Alexandre Jacques

Posted on Apr 18, 2020 • Originally published at alexandremjacques.github.io

Django (DRF) 12 Factor App with examples

#django #rest

I've been working with Django (especially with DRF) for a while now. Deploying Django apps is the one thing
that bothers me the most. It's hard and does not have a pattern. So I decided to build a guide here to keep notes for
myself and may help anyone that is struggling with the lack of patterns out there.

What is and why 12 Factors App?

The Twelve-Factor App is a methodology for building SaaS apps. The main concern is to keep
everything as isolated and as secure as possible. It was first presented by Heroku in 2011 and is still referenced as a
good guide for best practices in building and deploying apps.

Tools used on this guide:

Gitlab CI
VIM (my main editor)
Django and friends (special mention to python-decouple)
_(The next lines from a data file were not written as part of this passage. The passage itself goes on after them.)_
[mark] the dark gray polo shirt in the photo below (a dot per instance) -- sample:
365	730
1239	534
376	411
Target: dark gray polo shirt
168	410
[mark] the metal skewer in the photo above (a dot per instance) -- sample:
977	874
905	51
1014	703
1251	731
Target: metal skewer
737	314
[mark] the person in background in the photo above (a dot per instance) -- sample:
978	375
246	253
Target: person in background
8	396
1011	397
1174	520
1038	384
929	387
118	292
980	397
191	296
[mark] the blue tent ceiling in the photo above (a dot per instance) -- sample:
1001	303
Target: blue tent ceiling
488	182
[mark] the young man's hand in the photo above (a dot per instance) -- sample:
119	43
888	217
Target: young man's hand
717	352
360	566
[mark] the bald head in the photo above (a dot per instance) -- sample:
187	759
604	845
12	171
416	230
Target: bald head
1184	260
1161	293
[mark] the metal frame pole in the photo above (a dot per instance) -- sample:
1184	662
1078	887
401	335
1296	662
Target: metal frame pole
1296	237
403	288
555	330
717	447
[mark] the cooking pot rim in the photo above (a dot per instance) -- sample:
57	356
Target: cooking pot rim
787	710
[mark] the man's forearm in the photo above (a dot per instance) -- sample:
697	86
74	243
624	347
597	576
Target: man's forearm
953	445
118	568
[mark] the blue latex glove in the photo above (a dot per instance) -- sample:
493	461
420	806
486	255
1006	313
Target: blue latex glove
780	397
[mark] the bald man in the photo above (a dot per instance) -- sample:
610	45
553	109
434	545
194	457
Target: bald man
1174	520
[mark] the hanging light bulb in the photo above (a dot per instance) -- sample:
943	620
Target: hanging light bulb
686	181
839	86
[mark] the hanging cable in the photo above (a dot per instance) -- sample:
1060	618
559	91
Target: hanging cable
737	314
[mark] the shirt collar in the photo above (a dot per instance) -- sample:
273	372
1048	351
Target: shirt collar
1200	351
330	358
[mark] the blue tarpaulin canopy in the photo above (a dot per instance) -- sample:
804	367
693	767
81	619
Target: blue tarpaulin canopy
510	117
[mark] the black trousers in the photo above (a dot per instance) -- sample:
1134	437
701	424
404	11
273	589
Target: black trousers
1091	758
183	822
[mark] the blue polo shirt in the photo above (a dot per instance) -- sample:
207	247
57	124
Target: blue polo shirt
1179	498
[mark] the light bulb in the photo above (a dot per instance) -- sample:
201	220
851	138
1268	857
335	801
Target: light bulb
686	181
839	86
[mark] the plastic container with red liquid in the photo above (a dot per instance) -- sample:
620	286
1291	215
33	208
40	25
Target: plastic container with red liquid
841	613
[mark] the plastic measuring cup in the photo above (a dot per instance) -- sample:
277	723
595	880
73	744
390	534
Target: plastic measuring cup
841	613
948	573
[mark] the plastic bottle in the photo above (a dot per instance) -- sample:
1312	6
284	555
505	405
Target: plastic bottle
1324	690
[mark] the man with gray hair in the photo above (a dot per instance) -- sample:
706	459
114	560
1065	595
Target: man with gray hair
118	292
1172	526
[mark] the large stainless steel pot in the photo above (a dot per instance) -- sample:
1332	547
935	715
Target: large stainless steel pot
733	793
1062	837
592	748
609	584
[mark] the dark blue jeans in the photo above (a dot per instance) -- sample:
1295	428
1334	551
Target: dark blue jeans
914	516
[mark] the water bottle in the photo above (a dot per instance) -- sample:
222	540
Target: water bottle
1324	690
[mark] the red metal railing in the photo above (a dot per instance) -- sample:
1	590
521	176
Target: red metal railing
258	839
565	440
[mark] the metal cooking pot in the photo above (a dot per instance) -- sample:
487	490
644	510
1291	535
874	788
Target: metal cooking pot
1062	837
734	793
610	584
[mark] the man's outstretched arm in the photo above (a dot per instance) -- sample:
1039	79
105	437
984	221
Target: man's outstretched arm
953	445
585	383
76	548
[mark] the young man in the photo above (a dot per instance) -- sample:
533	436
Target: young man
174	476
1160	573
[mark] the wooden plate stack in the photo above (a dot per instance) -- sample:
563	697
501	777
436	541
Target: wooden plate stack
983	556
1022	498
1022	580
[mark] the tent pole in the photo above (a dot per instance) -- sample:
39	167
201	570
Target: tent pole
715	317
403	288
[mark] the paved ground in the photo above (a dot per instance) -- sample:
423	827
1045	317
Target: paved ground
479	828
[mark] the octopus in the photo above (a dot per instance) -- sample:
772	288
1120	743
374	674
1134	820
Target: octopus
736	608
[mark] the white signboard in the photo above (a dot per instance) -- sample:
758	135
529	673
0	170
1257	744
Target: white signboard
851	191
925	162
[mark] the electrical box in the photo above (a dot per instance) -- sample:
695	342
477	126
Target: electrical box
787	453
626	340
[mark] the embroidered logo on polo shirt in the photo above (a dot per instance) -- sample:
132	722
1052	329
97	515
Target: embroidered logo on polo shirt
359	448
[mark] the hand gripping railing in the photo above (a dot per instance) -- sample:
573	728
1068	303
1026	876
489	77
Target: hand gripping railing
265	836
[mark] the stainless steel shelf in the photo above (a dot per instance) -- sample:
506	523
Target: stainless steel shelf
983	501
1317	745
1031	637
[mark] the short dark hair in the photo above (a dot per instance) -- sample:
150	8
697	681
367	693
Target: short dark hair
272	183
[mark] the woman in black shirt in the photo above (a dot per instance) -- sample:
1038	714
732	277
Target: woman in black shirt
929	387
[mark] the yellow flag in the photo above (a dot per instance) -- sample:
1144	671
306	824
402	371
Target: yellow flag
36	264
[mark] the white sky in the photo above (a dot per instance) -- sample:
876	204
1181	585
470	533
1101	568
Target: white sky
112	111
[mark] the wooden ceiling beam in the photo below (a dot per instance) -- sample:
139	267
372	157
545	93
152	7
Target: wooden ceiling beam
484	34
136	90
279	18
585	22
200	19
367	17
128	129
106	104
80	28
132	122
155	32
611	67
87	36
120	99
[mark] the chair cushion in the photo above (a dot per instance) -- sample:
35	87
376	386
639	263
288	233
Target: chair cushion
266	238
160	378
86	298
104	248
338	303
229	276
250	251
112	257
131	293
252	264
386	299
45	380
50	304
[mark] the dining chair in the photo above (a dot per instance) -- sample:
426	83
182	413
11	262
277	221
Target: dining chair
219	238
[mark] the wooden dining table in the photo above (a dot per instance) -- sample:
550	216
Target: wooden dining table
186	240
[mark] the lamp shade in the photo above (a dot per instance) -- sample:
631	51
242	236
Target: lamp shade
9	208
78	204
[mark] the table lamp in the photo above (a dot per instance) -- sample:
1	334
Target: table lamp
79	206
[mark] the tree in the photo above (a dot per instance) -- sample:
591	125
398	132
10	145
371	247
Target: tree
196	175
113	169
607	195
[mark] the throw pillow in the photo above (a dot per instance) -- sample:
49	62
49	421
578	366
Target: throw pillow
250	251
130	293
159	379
Assumes the bellow project structure (that I try to keep for all my projects)

├── Dockerfile
├── apps
│   ├── app1
│   └── app2
├── config
│   ├── settings.py
│   ├── urls.py
│   └── wsgi.py
├── docker-compose.yml
├── docker-entrypoint.sh
├── manage.py
├── requirements
│   ├── dev-requirements.in
│   └── requirements.in
└── requirements.txt

So, without further ado, to the guide!

Each factor title has a link to its explanation on the original site. Remember: all things explained here can be
ported to other CI/CD environments and to other languages.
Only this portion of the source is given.